The 386 Generation is also defined as the generation that, despite their activism during the 80s, ended up joining the status quo by the 2000s, with some of the younger generation even blaming them for playing a hand in creating a hyper-competitive environment full of economic instability and job instability. While Nam-il was one of those who fought for democratization, only to be left out of the society that came out of it, Nam-il’s friend, a fellow activist, did join the status quo, only to lose the progressive ideas he once had in the reality of being part of the rat race. Both show different trajectories for a society that didn’t live up to ideals.

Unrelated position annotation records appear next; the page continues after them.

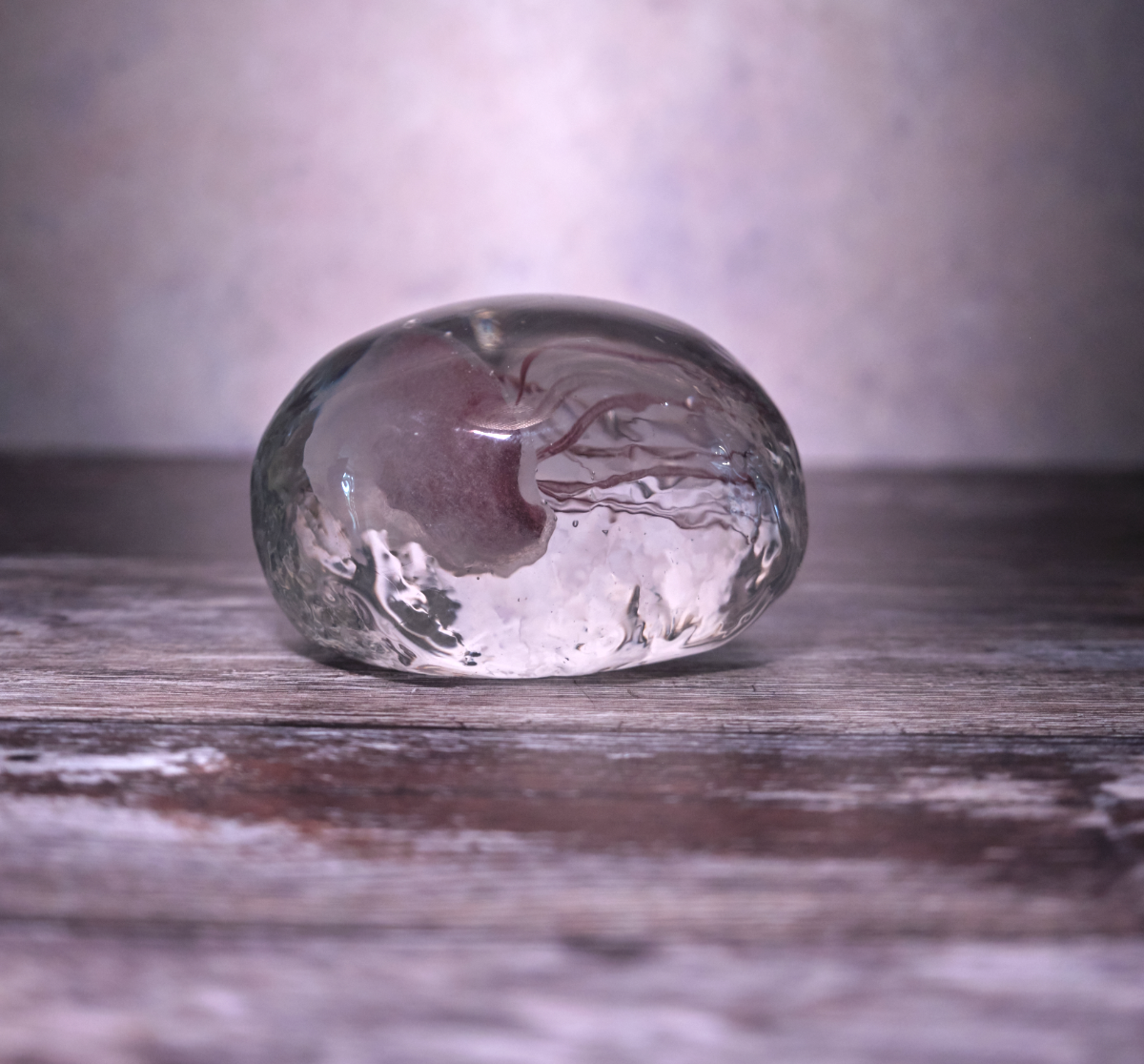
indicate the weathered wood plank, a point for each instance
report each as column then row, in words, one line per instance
column 659, row 836
column 420, row 999
column 928, row 604
column 126, row 639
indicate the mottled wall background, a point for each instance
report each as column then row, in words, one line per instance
column 919, row 222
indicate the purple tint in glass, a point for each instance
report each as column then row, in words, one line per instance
column 527, row 486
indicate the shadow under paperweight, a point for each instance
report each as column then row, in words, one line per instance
column 527, row 486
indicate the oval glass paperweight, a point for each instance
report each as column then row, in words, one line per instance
column 527, row 486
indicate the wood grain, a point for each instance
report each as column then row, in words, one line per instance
column 901, row 819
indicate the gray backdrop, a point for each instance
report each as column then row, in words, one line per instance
column 920, row 223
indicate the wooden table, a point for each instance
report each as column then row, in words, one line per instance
column 901, row 819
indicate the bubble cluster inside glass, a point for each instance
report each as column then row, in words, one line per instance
column 527, row 486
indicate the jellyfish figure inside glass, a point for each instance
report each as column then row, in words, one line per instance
column 527, row 486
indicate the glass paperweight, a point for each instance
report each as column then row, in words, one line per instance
column 527, row 486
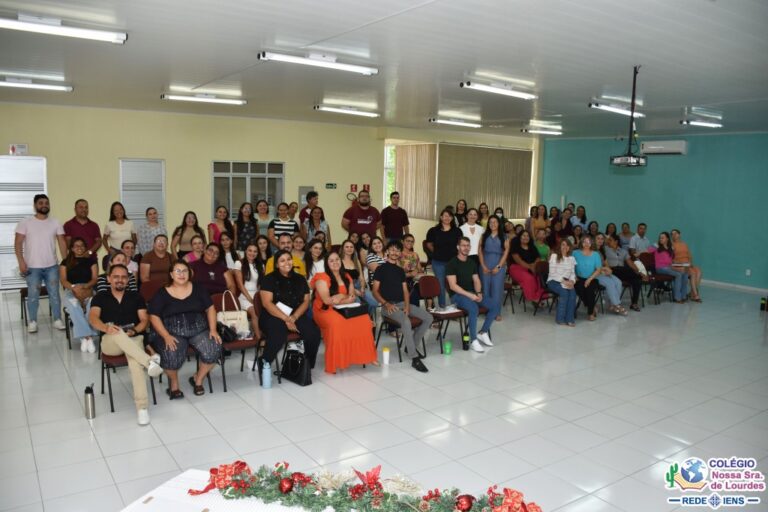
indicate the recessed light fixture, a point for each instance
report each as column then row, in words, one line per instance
column 696, row 122
column 28, row 84
column 615, row 109
column 498, row 90
column 319, row 61
column 345, row 110
column 53, row 26
column 202, row 98
column 454, row 122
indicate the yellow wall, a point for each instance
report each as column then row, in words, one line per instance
column 83, row 147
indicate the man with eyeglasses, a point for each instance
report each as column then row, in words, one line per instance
column 121, row 315
column 211, row 272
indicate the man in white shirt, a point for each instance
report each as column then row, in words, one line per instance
column 35, row 247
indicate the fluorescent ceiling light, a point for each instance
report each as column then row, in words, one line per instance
column 454, row 122
column 616, row 110
column 345, row 110
column 26, row 84
column 499, row 90
column 53, row 26
column 202, row 99
column 318, row 61
column 705, row 124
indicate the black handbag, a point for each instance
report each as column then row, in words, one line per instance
column 226, row 333
column 296, row 368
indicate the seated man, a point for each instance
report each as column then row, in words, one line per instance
column 122, row 316
column 285, row 243
column 464, row 288
column 390, row 289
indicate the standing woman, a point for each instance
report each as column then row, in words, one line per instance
column 220, row 224
column 118, row 229
column 443, row 241
column 493, row 253
column 247, row 271
column 588, row 267
column 149, row 230
column 523, row 267
column 246, row 227
column 348, row 341
column 472, row 230
column 78, row 274
column 183, row 315
column 290, row 289
column 181, row 241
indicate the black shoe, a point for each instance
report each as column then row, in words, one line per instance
column 418, row 365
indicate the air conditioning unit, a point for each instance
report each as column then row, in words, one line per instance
column 664, row 147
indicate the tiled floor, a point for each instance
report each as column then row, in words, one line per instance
column 582, row 419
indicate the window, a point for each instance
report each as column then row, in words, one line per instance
column 235, row 183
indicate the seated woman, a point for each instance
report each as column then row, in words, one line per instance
column 78, row 274
column 561, row 281
column 183, row 315
column 347, row 340
column 247, row 271
column 684, row 261
column 588, row 266
column 288, row 290
column 663, row 257
column 607, row 280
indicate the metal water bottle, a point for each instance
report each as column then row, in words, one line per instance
column 89, row 404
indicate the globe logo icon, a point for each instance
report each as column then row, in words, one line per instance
column 693, row 470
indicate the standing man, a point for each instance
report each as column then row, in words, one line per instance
column 394, row 219
column 80, row 226
column 121, row 315
column 362, row 217
column 35, row 247
column 391, row 290
column 465, row 290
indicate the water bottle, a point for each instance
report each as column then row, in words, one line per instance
column 89, row 404
column 266, row 375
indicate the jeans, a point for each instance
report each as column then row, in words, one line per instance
column 438, row 267
column 473, row 310
column 50, row 277
column 680, row 285
column 566, row 302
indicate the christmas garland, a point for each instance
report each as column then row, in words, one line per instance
column 358, row 491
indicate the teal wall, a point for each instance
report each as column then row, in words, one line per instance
column 716, row 195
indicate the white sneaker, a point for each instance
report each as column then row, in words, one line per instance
column 143, row 417
column 476, row 346
column 483, row 338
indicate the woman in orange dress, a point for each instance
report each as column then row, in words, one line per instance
column 347, row 340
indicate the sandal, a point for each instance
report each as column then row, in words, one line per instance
column 199, row 390
column 174, row 394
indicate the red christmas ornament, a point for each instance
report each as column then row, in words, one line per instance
column 464, row 502
column 286, row 485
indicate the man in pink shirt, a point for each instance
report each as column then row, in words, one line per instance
column 35, row 247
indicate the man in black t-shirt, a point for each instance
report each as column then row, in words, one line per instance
column 122, row 316
column 391, row 290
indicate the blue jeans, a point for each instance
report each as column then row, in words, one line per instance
column 50, row 277
column 680, row 285
column 438, row 267
column 473, row 309
column 566, row 302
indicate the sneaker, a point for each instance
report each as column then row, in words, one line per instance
column 143, row 417
column 483, row 338
column 418, row 365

Nam-joo’s characterization as a national medalist in archery is an interesting choice when taking into account the role of sports heroes in Korean history. And modern archery is a sport that South Korea dominates in. But she doesn’t do well under pressure, and she wins a bronze medal as shown in the beginning of the film. A setup that makes her someone who struggles under hyper-competition. 

The motifs of competition and financial instability also manifest in the friend who betrays Nam-il. When he first appears, he’s already complaining about his lack of money. When Nam-il asks him if his salary is around 60-70 million won (around $50-60,000), the friend sourly responds, “My credit card debt is 60-70 million won.” This exchange hints at the possibility that Nam-il’s friend probably either has a lot of expenses that his salary does not cover, or perhaps a spending habit that comes with how modern society encourages consumption. Either way, both represent financial instability that comes from competition. And sure enough, he snitches on Nam-il for the bounty out on him and his family. Even in the scene that reveals this friend’s betrayal, he’s seen asking the detectives about how much in taxes will be taken from the reward money.

Gang-du is depicted as clumsy and not that smart, but Hee-bong explains to Nam-il and Nam-joo that they shouldn’t pick on his brother so much because Gang-du used to be a very bright boy. The reason for his change is because Hee-bong himself was neglectful and didn’t look after him as a child. He’s someone who doesn’t live up to potential due to lack of support and ends up left behind by capitalism — easy to dismiss and ignore because of the way he comes off and his place in society.

The family finally defeats the monster together in the end, but it’s not an entirely uplifting ending. The fight itself is choreographed in a way that’s not triumphant, but painful and clumsy, as if to drill in the point that they are constantly struggling to create solutions for themselves. And while the monster is defeated, the ending isn’t an entirely happy one. Hyun-seo dies; there’s no fanfare or ticker tape parade for the family. Gang-du returns to minding the shop without Hee-bong, who was killed by the monster earlier in the film.

The end of the movie comes back to where it all began, once again commenting on the Park family’s relationship to the world. Though it’s unknown what has happened to Nam-il or Nam-joo, showing Gang-du back at the shop implies that they probably weren’t recognized for their role in killing the monster. They are once again forgotten and ignored as the news talks about the aftermath of the monster attacks in the background.

In the final scenes, Gang-du is shown peering out into the dark, snowy night for a moment and warily watches the river that isn’t visible in the dark. He thinks he hears something and reaches for a gun, only to finally convince himself nothing is out there. Despite the monster’s defeat, Gang-du is living his life knowing that a threat is still out there somewhere in the dark. Whether it’s against a river monster, or the monster of a system that fails people, and he’s resorted to feeling like he can’t trust anyone but himself.